【うつ病】「仮面うつ病?」-「うつ病への対応⑪」-
2013年11月11日「仮面うつ病?」-「うつ病への対応⑪」-
以前、私はある病院で心療内科医ではなく、一般内科医として診療をしていました。
そのときにある60才くらいの女性が診察に来られました。
その方の症状は、頭痛や肩凝り、胸の息苦しさ、疲れやすさ、手足のしびれといったものです。
血液検査やレントゲン、心電図などの検査所見は全く異常ありません。
カルテにはそうした訴えをひとまとめにして“不定愁訴”と記載され、症状に対しては鎮痛薬などを処方するといった対症療法(表面的に症状だけを抑えようとする治療で、根本的な治療方法ではない)がなされていました。
その方は、何と20年近くもその病院でそうした治療を行っていたのです。
私はもともと心療内科や精神科が専門です。
ですから、この方に出会ったときにふと思い浮かぶ病気がありました。
「もしかすると、この方は『仮面うつ病』ではないだろうか?」
仮面うつ病とは、ゆううつだとか、やる気がしないとか、何に対しても興味や関心が感じられなくなったというような精神症状は見られず、身体症状だけが見られるうつ病のことです。
全身倦怠感、易疲労感、不眠、食欲不振、動悸、めまい、胸部圧迫感、息苦しさ、肩こり、筋肉痛、頭重感、頭痛のほか、様々な身体症状が見られます。
これらの症状を見ると、とてもうつ病だとは思えません。
ですから、本人は、まず一般内科や耳鼻咽喉科、整形外科などを受診されます。
しかし、検査をしても何も異常は見つかりません。
ごく一部の勘のいい先生は、
「もしかすると、心の病気ではないだろうか?」
と考え、心療内科に紹介します。
けれども、多くの先生は知識不足でそうしたことを考えつきません。
どうしたらよいのか対応に行き詰まった末に、仕方なく症状を緩和することだけを目的とした対症療法を行うことになるのです。

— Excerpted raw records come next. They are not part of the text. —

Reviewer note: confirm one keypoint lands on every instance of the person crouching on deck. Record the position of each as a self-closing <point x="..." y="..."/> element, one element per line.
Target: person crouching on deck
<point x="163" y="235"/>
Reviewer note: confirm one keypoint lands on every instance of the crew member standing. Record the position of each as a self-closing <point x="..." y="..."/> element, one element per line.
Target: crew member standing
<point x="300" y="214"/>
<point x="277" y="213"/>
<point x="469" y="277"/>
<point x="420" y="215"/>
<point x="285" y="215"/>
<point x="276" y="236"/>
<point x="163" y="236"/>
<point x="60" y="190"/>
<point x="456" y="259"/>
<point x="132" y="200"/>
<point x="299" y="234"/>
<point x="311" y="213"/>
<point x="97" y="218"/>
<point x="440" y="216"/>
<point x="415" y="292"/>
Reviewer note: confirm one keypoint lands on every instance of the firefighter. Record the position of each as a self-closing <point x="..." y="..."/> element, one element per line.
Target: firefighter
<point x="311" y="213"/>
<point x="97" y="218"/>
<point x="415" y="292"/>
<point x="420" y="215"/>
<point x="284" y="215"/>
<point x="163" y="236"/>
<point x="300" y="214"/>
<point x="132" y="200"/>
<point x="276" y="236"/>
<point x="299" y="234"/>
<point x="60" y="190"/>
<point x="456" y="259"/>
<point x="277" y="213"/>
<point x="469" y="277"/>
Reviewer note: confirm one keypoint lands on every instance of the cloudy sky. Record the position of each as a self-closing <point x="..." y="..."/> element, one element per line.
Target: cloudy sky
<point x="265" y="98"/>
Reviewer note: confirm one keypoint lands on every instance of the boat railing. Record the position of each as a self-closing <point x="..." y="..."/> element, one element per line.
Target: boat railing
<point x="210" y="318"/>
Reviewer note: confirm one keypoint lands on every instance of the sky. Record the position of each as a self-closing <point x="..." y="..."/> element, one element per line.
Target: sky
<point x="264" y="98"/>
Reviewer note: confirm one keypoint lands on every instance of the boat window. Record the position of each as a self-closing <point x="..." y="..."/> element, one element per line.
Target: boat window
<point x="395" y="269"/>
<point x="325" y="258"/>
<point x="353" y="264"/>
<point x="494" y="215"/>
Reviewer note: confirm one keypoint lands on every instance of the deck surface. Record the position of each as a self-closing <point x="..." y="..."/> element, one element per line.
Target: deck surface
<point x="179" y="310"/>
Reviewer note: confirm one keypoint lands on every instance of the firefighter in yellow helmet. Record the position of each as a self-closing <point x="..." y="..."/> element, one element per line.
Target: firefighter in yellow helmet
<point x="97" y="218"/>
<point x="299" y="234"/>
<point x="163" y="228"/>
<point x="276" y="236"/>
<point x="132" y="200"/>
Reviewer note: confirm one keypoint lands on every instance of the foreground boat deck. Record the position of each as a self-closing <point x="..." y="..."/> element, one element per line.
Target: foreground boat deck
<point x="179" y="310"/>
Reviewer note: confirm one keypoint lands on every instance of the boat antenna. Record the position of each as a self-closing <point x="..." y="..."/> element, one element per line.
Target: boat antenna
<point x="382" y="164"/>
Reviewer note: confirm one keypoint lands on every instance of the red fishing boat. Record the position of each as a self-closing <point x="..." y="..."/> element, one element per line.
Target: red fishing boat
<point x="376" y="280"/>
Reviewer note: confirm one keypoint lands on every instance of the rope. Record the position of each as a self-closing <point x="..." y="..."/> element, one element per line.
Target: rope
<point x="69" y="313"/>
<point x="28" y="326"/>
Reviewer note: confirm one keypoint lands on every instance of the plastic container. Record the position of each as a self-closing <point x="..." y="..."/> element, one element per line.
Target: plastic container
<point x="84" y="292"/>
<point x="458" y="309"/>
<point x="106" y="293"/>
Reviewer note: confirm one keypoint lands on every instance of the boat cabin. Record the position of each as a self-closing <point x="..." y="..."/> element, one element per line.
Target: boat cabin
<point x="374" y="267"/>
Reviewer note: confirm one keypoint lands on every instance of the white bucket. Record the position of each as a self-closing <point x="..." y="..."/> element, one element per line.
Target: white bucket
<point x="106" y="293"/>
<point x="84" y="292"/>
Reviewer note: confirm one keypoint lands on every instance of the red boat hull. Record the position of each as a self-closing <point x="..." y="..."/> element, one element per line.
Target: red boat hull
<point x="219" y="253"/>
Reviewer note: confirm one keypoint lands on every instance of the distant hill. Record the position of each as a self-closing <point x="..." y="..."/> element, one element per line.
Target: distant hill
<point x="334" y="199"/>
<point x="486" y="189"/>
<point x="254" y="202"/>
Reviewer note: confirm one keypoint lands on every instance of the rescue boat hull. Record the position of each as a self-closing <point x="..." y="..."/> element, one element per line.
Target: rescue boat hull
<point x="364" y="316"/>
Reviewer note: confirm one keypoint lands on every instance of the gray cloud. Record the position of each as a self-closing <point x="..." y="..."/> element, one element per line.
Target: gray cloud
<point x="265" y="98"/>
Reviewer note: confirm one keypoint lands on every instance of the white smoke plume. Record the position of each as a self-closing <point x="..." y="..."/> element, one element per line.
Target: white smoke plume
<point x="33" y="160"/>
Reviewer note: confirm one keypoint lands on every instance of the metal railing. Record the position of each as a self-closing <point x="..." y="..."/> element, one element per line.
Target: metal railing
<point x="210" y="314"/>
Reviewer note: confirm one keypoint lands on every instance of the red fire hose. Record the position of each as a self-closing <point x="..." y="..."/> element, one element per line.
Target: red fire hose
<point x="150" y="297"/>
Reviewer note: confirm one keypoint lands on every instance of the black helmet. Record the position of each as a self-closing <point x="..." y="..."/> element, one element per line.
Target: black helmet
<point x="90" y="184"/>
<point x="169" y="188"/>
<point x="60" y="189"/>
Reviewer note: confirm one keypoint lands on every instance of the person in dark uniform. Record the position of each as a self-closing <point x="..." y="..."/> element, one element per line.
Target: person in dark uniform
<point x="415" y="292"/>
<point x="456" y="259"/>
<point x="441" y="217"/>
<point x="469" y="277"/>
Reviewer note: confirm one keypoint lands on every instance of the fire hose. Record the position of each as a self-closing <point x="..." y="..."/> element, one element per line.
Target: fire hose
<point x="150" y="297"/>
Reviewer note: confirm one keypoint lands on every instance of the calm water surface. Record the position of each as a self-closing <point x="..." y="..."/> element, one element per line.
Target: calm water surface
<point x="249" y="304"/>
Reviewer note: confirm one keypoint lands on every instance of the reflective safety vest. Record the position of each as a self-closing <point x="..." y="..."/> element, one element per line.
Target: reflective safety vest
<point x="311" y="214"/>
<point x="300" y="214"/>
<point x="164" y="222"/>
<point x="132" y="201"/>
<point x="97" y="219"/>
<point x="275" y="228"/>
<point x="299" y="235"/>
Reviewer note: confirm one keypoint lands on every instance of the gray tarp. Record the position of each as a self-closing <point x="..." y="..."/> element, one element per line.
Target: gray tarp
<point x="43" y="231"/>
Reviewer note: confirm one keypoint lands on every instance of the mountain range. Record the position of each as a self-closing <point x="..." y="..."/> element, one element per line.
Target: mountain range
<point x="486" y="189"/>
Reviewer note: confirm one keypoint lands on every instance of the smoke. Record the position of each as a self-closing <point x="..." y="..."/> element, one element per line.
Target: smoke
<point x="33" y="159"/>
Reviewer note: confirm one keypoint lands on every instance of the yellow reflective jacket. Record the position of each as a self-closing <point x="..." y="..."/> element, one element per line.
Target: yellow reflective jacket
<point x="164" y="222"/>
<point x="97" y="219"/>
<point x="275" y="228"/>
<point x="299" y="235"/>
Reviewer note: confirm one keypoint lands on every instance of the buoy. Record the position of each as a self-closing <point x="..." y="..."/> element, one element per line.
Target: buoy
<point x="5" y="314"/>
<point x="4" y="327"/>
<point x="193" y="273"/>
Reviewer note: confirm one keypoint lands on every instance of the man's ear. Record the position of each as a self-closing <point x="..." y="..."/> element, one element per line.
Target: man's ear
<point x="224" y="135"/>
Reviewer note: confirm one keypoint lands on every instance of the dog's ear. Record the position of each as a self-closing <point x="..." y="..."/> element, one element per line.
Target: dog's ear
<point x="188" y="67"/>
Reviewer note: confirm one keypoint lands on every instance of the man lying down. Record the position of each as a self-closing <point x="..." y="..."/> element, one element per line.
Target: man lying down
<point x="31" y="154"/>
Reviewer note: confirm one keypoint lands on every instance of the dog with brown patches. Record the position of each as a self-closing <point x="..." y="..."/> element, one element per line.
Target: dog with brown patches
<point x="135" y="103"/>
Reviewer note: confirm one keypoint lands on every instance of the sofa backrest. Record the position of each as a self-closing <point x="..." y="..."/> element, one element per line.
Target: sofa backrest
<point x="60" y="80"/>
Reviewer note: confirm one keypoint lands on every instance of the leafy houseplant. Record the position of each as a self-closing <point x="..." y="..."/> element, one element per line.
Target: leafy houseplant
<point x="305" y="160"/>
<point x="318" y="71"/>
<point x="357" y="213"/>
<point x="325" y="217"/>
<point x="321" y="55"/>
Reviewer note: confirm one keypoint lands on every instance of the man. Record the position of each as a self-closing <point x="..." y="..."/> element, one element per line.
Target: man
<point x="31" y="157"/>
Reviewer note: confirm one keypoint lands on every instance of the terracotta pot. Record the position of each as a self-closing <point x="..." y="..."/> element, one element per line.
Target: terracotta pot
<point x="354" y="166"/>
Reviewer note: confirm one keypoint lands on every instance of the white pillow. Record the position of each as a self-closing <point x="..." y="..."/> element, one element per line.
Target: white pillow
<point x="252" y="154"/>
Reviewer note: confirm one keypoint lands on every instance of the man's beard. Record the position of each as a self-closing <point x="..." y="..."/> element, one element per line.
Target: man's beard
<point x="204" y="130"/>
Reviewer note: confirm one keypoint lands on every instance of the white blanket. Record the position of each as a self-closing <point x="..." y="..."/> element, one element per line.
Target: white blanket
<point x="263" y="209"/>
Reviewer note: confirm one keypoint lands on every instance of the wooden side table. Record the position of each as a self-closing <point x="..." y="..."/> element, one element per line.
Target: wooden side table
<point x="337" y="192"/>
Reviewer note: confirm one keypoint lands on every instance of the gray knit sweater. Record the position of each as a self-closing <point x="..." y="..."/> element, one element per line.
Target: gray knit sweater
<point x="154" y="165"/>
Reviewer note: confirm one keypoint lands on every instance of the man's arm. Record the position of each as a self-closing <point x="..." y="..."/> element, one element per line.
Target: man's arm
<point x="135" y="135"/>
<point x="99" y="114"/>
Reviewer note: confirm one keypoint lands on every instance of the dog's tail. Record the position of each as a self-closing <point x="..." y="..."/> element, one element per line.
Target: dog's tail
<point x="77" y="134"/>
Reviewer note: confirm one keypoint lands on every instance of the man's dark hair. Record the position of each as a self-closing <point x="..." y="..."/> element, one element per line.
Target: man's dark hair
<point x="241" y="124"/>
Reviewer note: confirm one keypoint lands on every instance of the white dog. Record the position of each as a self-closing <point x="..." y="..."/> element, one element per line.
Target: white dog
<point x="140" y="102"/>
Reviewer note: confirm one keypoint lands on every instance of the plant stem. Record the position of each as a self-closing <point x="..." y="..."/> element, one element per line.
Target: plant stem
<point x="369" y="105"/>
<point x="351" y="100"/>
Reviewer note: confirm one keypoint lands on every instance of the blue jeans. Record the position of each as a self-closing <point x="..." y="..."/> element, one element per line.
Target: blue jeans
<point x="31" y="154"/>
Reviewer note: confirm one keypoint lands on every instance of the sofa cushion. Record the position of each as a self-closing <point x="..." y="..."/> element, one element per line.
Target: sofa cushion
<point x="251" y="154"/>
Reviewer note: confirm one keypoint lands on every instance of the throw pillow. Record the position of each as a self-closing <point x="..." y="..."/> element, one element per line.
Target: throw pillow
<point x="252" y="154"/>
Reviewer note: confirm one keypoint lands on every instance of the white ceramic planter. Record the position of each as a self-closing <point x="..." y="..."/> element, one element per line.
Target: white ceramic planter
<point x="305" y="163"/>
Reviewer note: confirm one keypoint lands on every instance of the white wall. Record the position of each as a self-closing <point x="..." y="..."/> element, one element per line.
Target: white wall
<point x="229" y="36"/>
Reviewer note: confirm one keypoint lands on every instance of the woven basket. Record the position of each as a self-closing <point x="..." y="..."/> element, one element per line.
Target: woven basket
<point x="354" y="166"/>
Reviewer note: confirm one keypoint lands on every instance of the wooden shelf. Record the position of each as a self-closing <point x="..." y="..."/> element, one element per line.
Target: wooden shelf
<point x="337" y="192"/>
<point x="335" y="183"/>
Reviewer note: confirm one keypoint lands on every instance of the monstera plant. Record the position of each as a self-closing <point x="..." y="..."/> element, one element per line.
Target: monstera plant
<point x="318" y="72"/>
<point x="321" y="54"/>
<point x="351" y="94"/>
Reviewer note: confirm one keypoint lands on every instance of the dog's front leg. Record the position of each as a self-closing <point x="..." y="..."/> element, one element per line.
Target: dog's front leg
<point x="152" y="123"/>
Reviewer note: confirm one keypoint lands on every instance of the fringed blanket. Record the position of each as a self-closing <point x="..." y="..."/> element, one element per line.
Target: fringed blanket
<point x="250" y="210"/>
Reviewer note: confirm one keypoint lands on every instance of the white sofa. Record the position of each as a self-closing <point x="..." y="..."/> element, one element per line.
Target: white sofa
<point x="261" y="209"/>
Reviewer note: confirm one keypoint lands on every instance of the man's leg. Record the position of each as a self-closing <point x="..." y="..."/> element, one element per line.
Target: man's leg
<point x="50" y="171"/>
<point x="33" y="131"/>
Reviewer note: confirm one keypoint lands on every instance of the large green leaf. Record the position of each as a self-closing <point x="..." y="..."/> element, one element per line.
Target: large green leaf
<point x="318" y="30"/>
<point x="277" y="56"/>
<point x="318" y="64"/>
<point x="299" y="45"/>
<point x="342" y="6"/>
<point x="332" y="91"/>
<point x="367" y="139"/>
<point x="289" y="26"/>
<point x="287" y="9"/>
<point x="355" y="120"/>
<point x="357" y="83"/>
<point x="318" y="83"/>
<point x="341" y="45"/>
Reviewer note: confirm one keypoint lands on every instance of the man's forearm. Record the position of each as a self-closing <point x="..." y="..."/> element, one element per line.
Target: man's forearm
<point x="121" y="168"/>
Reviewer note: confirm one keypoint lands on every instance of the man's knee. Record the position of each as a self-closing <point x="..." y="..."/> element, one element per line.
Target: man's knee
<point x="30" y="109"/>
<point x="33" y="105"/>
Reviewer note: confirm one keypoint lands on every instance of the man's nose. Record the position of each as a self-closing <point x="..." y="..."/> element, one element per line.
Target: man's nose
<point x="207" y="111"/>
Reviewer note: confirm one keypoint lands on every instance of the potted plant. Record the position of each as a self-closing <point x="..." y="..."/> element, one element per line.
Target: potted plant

私が出会ったこの方もそうした治療で20年近くその病院に通っていました。
そこで私はこんなふうにお話をしました。
「実はこうした体の症状が、うつ病によって起こっていることがあるんです。
絶対とは言えません。
ただ、もしうつ病であれば少量のうつのお薬を飲むと、今まで治らなかった症状が劇的に治ることがあります。
治るかどうかは治療をやってみなければわかりません。
しかし、長い間症状が続いて苦しんでおられるし、一度、こうした治療をやってみてはどうかと思うのですが…」
すると、その方は素直に
「一度、お薬を飲んでみます」
と言って、薬物治療を開始することにしました。
数週間後、その方が来院されました。
すると、すっかり明るい表情になっています。
「あれだけ続いていた頭痛が全くなくなりました。
胸の息苦しさや手足のしびれもありません。
本当に楽になって、家事とかもできるようになったんです」
その後も半年間ほど治療を続け、お薬も徐々に減らし、治療もほぼ終わりに近づいた頃、その方は笑顔で突然、こんなことを言われました。
「これでようやく沖縄に帰れます。
今までずっとしんどくて帰れなかったんですが、おかげで帰ることができます」
この方はずっと体調がつらくて、生まれ育った沖縄に帰ることができず、その地で暮らしておられたのです。
「仮面うつ病」と気付いたこの治療で、この方の人生が変わったのです。
「仮面うつ病」はまだまだ一般科の先生には認知度の低い病気です。
でも、ちょっと知っていれば、わずかのお薬による治療で劇的に治りうる病気です。
こうした心の病気もあるということを心の片隅にとめておいていただければ、みなさまの身近な方の意外な助けになり、その方の人生を救うことになるかもしれません。